Z interacts directly with CREB. (A) Anti-CBP antibody (Ab.) and a control antibody (rabbit serum) were used to coimmunoprecipitate (Ip) CREB from adenovirus-LacZ- or adenovirus-Z-infected HeLa cell extracts (10 μg). Western blot analysis was performed with an anti-CREB antibody. (B) Anti-CREB antibody was used to coimmunoprecipitate Z from mock-, adenovirus-LacZ-, or adenovirus-Z-infected HeLa cell extracts (100 μg) (lanes 1 to 3). Direct loads (10 μg) of each extract were used to confirm the presence of Z (lanes 4 to 6). Western blot analysis was performed with an anti-Z antibody.
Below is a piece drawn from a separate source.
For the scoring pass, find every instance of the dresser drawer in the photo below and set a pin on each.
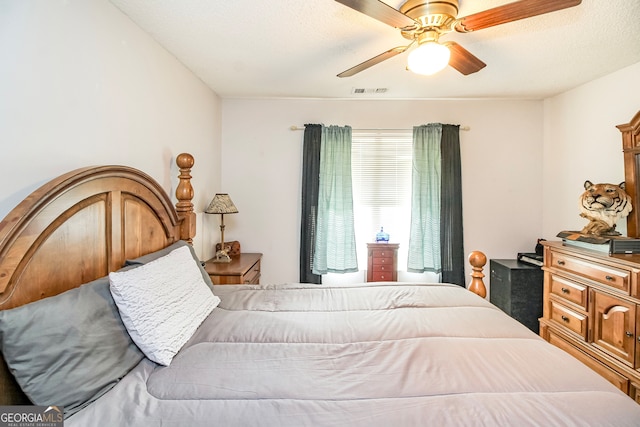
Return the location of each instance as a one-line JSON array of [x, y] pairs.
[[253, 275], [610, 276], [569, 291], [382, 276], [569, 319]]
The results from the control antibody used in this experiment are presented in Fig. 1. (C) Aliquots of 4 μl of in vitro-translated wild-type Z protein (lanes 2 to 5), 5 μl of in vitro-translated Z-CT protein (lanes 7 to 10), or 5 μl of in vitro-translated ZΔ200 protein (lanes 12 to 15) were incubated with GST alone, GST-Z, GST-CREB, or GST-CBP(1-721). The direct loads (lanes 1, 6, and 11) contain 4 μl of Z, 5 μl of Z-CT, or 5 μl of ZΔ200. (D) DG75 cells were transfected with 5 μg of GAL4-E1B-CAT, 1 μg each of SG424 (GAL4 DNA-binding domain alone) or GAL4-CREB, and 1 μg each of vector, Z, Z311, Z-CT, or ZΔ200 expression plasmid. CAT assays were performed as described in the text. The results are a combination of two separate experiments. Fold activation was calculated by taking the ratio of GAL4-CREB activity to SG424 activity in the presence of each Z construct.